The cost of writing becomes expensive when you write character by character to the file. For reducing that cost, buffers are provided. If you are writing to Buffer, it waits for some limit and then writes the whole to the disk.
A BufferedWriter waits until the buffer (8192 bytes) is full and writes the whole buffer in one disk operation. Unbuffered each single write would result in a disk I/O which is obviously more expensive.
Hard disk hava a minimum unit of information storage so for example if you are writing a single byte the operating system asks for the disk to store a unit of storage (I think that the minimum is 512 bytes). So you ask for writing one byte and the operating system writes much more. If you ask to store 512 bytes with 512 calls you end up doing a lot more I/O (512 disk operations) that buffering 512 bytes and issuing only one call (1 disk operation).
As the name suggests, BufferedWriter uses a buffer to reduce the costs of writes. If you are writing to file, you might know that writing 1byte or writing 4kbytes roughly costs the same. The time required to perform such write is dominated by the access time (~8ms) which is the time required by the disk to rotate and to seek the right sector.
Additionally, aggregating small writes in a bigger one allows you to reduce the overhead on the operating system, achieving better performances.
Most of the operating systems do have an internal buffer to cache writes. However, these caches tries to figure out what the application is doing, by analyzing the write patterns. If the application itself is able to perform that caching, and perform a write only when the data is ready, the result (in terms of performance) is better.
Reading Thinking in Java 4th ed. I've got some doubts about I/O operations performance:
I've read that it's better to "wrap" InputStream objects in BufferedInputStream, but in my mind I can't see any difference. Isn't i.e. file operations already buffered? What's the advantages of file buffered write?
The system's IO buffering is on a different level than the Buffered*putStream.
Each call on FileOutputStream.write(...) induces a native method call (which is typically more costly than a java-internal call), and then a context switch to the OS' kernel to do the actual writing. Even if the kernel (or the file system driver or the harddisk controller or the harddisk itself) is doing more buffering, these costs will occur.
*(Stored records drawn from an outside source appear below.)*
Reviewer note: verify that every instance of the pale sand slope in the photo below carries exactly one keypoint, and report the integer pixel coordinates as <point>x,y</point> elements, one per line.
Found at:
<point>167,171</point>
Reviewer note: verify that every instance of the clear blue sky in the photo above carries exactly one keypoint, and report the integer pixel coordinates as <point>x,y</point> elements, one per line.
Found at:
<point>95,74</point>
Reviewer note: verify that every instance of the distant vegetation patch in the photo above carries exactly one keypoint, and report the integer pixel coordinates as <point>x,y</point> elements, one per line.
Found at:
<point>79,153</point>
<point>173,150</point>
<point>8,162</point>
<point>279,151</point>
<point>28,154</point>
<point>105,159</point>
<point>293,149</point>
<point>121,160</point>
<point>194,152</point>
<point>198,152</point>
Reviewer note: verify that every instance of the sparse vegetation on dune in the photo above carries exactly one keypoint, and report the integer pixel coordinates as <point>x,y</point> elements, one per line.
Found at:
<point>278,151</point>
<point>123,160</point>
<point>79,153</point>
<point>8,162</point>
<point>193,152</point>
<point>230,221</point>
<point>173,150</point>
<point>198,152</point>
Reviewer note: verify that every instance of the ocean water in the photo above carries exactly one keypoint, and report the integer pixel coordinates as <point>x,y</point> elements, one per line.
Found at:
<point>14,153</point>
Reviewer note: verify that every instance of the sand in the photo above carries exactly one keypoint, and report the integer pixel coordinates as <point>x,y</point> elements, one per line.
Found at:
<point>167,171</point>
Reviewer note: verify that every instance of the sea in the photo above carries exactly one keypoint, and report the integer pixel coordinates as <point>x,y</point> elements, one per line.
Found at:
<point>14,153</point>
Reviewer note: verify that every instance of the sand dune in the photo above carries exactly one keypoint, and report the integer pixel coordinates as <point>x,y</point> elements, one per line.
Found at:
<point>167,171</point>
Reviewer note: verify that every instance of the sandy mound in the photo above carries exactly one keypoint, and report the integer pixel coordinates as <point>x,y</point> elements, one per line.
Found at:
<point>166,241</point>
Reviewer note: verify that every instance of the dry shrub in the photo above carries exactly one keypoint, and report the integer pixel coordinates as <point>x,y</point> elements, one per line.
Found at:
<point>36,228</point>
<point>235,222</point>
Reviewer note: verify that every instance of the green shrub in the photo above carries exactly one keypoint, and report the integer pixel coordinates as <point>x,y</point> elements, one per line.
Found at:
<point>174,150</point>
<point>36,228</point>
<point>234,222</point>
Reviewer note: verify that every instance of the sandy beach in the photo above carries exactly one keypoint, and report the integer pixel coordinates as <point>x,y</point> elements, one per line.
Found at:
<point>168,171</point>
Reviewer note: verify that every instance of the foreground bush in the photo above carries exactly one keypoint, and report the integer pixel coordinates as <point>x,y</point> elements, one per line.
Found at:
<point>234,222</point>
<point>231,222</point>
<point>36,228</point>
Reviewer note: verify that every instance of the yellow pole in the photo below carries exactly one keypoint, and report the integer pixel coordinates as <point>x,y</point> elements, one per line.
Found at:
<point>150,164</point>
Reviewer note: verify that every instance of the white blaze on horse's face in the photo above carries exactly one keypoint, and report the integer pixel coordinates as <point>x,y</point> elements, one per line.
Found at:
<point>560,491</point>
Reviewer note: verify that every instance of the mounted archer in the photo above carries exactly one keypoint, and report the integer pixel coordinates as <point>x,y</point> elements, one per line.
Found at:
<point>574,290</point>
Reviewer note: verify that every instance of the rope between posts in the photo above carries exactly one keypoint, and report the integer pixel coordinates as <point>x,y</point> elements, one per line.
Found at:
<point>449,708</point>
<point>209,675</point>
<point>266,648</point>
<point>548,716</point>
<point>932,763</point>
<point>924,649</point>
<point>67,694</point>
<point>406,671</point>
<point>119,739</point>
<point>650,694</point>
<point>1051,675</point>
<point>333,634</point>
By wrapping a BufferedOutputStream around this, we will call the native write method only much less often, thus allowing much higher throughput.
(The same is valid for other types of IO, of course, I just used FileOutputStream as an example.)
Isn't i.e. file operations already buffered?
Maybe, maybe not - depending on the OS, the HD used, the way of access (e.g. reading big consecutive blocks vs randomly accessing small blocks all over the place), etc. In the worst case, adding a BufferedInputStream probably won't harm performance noticeably. In the best case, it can improve it by magnitudes (replacing many little file accesses by one big read/write).
An InputStream will only request as much data as you request, so if you request 1000 characters one character at a time, that will turn out to be 1000 seperate disk accesses, which will become pretty slow.
A BufferedInputStream however will request data from the InputStream in larger chunks, thus reducing the need for seperate disk accesses.
The same goes for output, instead of writing every character seperately, there are fewer physical disk writes with a BufferedOutputStream.